I don’t understand anything anymore.

We came home one night to this:

Sitting on the stairs.

It’s a brick, in case you can’t tell that from the picture. A brick with a purple construction paper curlicue, ostensibly representing hair, and a really goddamn big smile.

#5 made it. I do not know where the brick came from, or what possessed #5 to name it Brickie and give it the sentience equal to his most favored stuffed animals. All of #5’s stuffed animals at this time were named what they were, with an “ie” on the end (believe it or not, this is an east coast man thing).

Some nights he slept with Brickie.

Several times Brickie joined us for breakfast.

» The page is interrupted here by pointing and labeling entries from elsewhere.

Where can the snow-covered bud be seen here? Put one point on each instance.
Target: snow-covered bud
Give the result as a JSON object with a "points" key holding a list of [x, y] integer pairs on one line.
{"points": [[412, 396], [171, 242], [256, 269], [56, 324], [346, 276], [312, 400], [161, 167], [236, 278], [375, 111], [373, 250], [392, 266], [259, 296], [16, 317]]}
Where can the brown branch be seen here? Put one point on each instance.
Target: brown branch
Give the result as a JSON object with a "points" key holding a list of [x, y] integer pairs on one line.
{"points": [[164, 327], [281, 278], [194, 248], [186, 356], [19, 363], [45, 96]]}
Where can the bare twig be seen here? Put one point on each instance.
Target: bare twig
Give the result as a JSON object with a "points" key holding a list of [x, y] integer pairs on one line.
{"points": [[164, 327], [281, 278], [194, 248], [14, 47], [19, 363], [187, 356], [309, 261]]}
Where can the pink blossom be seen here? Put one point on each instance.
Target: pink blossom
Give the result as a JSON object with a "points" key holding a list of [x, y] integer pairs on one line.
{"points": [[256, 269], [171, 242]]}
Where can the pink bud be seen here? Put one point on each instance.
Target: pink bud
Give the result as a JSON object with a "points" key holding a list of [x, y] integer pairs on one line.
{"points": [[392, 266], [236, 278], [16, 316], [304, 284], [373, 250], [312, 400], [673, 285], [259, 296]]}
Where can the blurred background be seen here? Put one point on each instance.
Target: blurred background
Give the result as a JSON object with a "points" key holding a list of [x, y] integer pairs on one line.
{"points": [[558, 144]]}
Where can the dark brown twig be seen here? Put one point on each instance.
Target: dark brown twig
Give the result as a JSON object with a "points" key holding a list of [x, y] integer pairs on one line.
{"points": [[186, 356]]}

Brickie took part in many games and outings and blended right in with all the stuffed animals as if he were one of them.

But eventually, as always happens with talismans of childhood, Brickie was set on a shelf and not taken down again. Which is understandable, being that he’s heavy. And a brick. (Also at some point his name changed from Brickie to Bob the Brick. I have no proof, but that stinks of #4, because she names all of her stuffed animals Bob.) Brickie, a.k.a. Bob, was practically forgotten.

Then we moved.

#5 packed Brickie, a.k.a. Bob, carefully away in his pillowcase, then in a box. He pulled him out of the box first thing at the new house and slept with him every night. That bears clarifying: #5 was sleeping with a brick for his pillow. It took some top-notch maneuvers from a favorite babysitter, but Brickie, a.k.a. Bob, was eventually freed. Liberated, if you will. He joined some other bricks in a pile at the edge of an outside wall at our new house. I would see him out there sometimes when I was taking the puppies out, or pretending to garden.

He certainly looked happy.

He spent an enjoyable twenty-one months in the fresh air, surrounded by his own kind.

Until this week, when suddenly and without explanation, he was buried.

I don’t pretend to understand anything anymore. I just take pictures.